The LM3915 is another popular IC that can be used to build interesting circuits. It is designed to drive 10 LEDs depending on the analog voltage signal applied to the input.
The LM3915 has an adjustable voltage reference and each of the LEDs represent a 3dB step, this makes it a perfect chip to build a volume unit meter or VU meter.
It can only handle one input at a time, so we use two LM3915 ICs to handle both the channels. The audio signal from the Bluetooth receiver is of low amplitude and we use an LM358 op-amp to amplify this.
Since the LM358 contains two individual op-amps, a single IC is sufficient for both the channels. The circuit for the right and left channels are identical so we can simply look at the right channel for now.
The audio input is first fed into the op-amp which increases the signal amplitude by approximately 8 times. The signal is then passed through a capacitor to block the DC component and is then passed through a trimpot, the output of which is fed into the LM3915 IC.
As we will see later, the trimpot allows us to adjust the output signal and this would only need to be done once. Resistors R10 and R11 set the reference voltage which is about 450mV when the circuit is powered with 5V. R12 is used to set the LED brightness.
This is what the assembled PCB looks like. Let’s connect the audio output from the Bluetooth speaker PCB to the VU meter and let us switch ON the power supply. We can adjust the audio level that is fed to the LM3915 by adjusting the potentiometers.

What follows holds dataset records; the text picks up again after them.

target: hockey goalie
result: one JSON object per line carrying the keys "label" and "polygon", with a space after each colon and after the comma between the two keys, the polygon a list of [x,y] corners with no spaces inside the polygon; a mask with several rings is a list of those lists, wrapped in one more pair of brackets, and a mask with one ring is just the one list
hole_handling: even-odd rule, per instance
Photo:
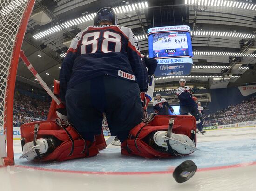
{"label": "hockey goalie", "polygon": [[197,150],[194,117],[151,115],[143,119],[149,81],[145,58],[131,30],[117,21],[112,8],[102,8],[95,26],[73,39],[60,83],[54,82],[54,93],[62,104],[53,100],[47,120],[21,126],[20,158],[62,161],[96,155],[107,146],[103,112],[122,154],[171,158]]}

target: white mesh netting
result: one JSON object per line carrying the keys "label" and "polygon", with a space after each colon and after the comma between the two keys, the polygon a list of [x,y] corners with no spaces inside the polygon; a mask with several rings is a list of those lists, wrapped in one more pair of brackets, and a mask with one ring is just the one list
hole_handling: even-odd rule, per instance
{"label": "white mesh netting", "polygon": [[0,0],[0,130],[3,133],[6,91],[16,36],[29,0]]}

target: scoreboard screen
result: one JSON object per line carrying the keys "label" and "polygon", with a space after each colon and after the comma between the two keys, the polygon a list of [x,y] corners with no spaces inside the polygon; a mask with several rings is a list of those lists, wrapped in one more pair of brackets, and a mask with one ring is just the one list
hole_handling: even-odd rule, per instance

By default, the LM3915 represents the audio level by illuminating a single LED corresponding to the audio level, but since the actual audio signal level changes rapidly, we not only see the peak, but also the lower audio levels that build-up to the peak.
Adding a jumper to the mode pin will switch the LM3915 into the bar mode, which illuminates the LED corresponding to the peak audio signal level and all the others below it. One thing to note is that even though we have the same amount of current flowing through the LEDs the green LED appears to be much brighter than rest. One way around this would be to add individual current limiting resistors for the green LEDs.